Anche la macchia di inchiostro da tatuaggio sulla camicia da notte rosa antico è indelebile. La signora della tintoria mi ha delusa: «Non viene via, forse se me l’avesse portata subito, ma era comunque molto difficile».
Restavo china ogni sera a massaggiare l’incisione fresca sul tuo braccio, ripassandola con il bordo delle labbra. Mi hai rifilato una delle tue mille bugie: «Basta metterla in lavatrice, figurati». Tu però per i tuoi vestiti firmati, come per tutti gli oggetti, avevi una cura malata; quelli da usare, scoprii, erano gli esseri umani.
Il tuo corpo era così troppo giovane, alto, tutto muscoli e tatuaggi, e aveva risvegliato il mio. «Ti ho cercata e ti ho trovata», dicesti, gli occhi guizzanti di ossidiana.

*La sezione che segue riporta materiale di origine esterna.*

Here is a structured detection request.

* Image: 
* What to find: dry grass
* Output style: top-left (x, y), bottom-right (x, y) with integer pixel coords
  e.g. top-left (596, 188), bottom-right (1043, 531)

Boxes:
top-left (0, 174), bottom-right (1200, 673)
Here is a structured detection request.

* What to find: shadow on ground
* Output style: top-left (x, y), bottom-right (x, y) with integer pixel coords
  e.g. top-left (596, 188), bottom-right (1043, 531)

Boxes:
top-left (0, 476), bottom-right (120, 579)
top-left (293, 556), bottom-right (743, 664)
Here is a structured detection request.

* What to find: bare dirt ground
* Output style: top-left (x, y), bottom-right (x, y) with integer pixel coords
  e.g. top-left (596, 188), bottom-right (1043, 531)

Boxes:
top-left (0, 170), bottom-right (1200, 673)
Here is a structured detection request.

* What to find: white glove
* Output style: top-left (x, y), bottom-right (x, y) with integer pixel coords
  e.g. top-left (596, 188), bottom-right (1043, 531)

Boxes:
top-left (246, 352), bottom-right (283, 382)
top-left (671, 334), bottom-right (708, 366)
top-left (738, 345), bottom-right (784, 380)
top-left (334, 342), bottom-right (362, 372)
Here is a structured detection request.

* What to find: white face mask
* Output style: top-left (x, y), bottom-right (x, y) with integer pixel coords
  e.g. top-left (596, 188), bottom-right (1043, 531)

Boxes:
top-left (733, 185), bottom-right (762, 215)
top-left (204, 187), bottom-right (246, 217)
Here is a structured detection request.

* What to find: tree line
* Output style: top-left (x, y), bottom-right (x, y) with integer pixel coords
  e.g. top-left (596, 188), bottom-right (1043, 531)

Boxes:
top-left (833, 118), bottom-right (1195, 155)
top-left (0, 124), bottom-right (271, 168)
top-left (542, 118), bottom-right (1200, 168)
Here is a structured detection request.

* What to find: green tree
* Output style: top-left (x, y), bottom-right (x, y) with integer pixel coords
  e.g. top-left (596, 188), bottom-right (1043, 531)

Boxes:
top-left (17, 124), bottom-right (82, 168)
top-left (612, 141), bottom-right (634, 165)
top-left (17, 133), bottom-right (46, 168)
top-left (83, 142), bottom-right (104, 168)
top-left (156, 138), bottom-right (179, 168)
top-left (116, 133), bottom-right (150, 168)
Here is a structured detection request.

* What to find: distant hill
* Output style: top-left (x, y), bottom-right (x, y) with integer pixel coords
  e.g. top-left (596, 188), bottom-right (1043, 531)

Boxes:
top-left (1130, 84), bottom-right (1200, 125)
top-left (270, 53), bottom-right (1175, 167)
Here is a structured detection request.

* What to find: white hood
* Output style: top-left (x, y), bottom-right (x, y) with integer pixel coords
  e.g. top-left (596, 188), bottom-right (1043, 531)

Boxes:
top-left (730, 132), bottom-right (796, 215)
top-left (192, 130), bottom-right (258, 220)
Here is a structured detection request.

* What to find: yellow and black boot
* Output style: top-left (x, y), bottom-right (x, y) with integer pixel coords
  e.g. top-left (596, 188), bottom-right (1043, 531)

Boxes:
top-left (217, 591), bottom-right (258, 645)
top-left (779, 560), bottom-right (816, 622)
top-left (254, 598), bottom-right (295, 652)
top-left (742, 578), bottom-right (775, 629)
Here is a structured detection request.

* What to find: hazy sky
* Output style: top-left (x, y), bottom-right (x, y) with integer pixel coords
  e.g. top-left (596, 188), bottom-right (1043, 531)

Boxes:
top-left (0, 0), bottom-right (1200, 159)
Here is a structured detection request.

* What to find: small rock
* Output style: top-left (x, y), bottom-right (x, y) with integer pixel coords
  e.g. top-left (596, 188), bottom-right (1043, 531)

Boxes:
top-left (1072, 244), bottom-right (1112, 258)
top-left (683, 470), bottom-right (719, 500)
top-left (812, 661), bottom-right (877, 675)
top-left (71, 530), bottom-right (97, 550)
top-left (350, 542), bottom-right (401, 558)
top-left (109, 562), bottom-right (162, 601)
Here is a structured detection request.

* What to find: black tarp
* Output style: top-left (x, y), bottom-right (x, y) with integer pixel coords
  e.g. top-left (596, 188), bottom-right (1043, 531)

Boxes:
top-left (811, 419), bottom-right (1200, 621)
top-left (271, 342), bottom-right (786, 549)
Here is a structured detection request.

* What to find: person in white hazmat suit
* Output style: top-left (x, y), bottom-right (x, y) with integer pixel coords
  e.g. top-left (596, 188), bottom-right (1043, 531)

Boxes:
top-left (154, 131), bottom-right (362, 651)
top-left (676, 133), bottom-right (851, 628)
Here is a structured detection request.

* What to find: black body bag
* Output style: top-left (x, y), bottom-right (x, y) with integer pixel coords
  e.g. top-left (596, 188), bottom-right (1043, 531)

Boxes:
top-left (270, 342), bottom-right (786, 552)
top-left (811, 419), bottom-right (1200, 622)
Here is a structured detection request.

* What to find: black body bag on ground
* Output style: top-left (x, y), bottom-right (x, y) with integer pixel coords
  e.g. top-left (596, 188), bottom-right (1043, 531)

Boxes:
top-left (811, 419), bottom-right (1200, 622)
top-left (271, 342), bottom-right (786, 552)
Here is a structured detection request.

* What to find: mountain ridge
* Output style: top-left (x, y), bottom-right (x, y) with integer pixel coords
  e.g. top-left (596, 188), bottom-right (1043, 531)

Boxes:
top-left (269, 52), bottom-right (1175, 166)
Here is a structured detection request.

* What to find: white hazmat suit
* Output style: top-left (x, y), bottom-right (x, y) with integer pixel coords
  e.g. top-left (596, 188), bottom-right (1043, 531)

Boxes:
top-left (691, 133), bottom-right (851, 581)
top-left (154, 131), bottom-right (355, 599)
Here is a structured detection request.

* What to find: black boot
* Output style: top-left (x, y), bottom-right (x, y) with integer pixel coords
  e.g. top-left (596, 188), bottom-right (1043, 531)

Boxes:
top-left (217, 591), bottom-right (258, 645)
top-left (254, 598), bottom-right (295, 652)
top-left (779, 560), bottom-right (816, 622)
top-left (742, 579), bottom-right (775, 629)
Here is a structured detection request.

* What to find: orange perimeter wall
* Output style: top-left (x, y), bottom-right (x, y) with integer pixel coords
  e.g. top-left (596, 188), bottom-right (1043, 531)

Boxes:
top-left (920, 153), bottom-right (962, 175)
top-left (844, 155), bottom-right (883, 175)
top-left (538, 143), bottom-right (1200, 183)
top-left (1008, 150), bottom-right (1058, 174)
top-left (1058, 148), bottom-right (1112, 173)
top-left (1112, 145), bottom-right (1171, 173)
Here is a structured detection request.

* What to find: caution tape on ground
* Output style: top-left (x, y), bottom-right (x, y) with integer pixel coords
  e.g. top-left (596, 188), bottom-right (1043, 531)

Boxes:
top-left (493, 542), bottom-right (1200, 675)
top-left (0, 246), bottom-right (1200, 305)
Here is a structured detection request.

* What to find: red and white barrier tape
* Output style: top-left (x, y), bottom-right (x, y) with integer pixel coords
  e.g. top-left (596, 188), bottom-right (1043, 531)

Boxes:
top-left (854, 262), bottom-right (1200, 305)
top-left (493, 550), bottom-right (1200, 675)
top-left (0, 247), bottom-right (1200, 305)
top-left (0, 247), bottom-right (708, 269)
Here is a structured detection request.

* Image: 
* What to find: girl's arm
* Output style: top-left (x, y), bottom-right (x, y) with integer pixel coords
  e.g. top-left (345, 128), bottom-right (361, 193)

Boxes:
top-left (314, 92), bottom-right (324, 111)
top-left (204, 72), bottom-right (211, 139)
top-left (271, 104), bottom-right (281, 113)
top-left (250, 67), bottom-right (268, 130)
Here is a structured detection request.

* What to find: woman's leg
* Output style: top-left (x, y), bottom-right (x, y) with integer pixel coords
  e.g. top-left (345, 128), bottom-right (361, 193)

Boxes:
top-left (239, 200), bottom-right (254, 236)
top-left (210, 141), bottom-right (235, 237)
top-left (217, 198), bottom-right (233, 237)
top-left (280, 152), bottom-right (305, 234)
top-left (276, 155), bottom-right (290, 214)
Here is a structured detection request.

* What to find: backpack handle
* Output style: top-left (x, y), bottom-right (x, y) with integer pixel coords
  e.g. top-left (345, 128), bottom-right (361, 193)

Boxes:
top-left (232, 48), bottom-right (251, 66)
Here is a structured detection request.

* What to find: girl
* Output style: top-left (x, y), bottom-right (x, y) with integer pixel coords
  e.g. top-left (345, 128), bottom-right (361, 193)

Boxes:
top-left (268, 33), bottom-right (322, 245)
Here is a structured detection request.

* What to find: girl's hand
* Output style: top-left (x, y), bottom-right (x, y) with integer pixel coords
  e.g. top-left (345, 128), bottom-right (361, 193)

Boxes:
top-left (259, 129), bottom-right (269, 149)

La passione è ladra e padrona: singhiozzavo di perplessità e inadeguatezza, duellavo sconfitta contro il mio arrendevole attenderti, ma quando addormentandoti, stringevi le mie gambe e mi accarezzavi il profilo del viso, io mi volgevo alla foto di mio padre sillabando «grazie» ad alta voce. Che tregua bizzarra mi aveva mandato il mio austero genitore, un ragazzo con una generosa licenza di terza media, un passato già duro, inquietante.
Ascoltavi orrenda musica neomelodica, scandalizzato che mi piacesse Mademoiselle di Sfera Ebbasta, ma la facevi partire per rabbonirmi e chissà mai quando riuscirò a non piangere sentendola. Caparbio, per vedere il film su Stefano Cucchi ti sei abbonato a Netflix in gran fretta, proclamando solenne: «E non dimenticare mai che questo film lo hai visto con…» e pronunciavi i tuoi due nomi anteposti al cognome.
Riuscii con orgoglio a farti seguire Schindler’s List, fino alla fine, contrabbandandotelo come un film di guerra. E scherzavo: «Scriverò una serie per Netflix e avrai un ruolo importante»
«Davvero? Io…» e giù l’elenco anagrafico, come usi fare.
«Non si può. Per legge. Ti cercherò un bel nome».
«E quale?», ma io già stavo balzando sul tuo letto cigolante, troppo piccolo per due. «Eccola, il koala!», esclamavi fra il rassegnato e il compiaciuto.
Il mio corpo, dopo minimi segnali, si è disseccato di colpo quando si è staccato dal tuo. La tua assenza e il tuo silenzio mi hanno sepolta.
Nell’altrove sintetico dell’oppiaceo ti ho sognato: come si sognano i morti. Con la stessa fame, lo stesso disincanto del sogno lucido, la lacerazione finale prolungata nel risveglio. La mia vita è una distesa di croci: lutti, case abbandonate a forza, estreme rinunce. Sono morta a tante città, a tante cose, che sognarle è un incubo. Per le convenzioni sociali, che così poco pratichi, tanti addii si sono consumati tacitamente, con la speranza di un domani.
Tu mi hai inflitto un altro lutto, senza appello: «Ciao, non cercarmi», in risposta al mio messaggio sul tuo amato Instagram. La terribile sentenza di volermi morta per te: la parte uccisa è come una cancrena. Mi sfinisco di fatica spesso inutile per combattere contro i ricordi, sognarti è stata una amabile maledizione.
Eri bello nel sogno, di quella bellezza così lontana dai miei canoni, bello come le notti che vegliavo sul tuo sonno come su una cassaforte, bello come la sera che mi avevi già squartata e dissanguata eppure, sorprendendomi, hai camminato con me nella tramontana, tollerando – tu incarnazione dell’insofferenza – l’attesa infinita del mio autobus, con l’ubriaco che ci chiamava “ragazzi” e io gelavo e ridevo e adesso che ci penso non mi hai nemmeno baciata in fronte.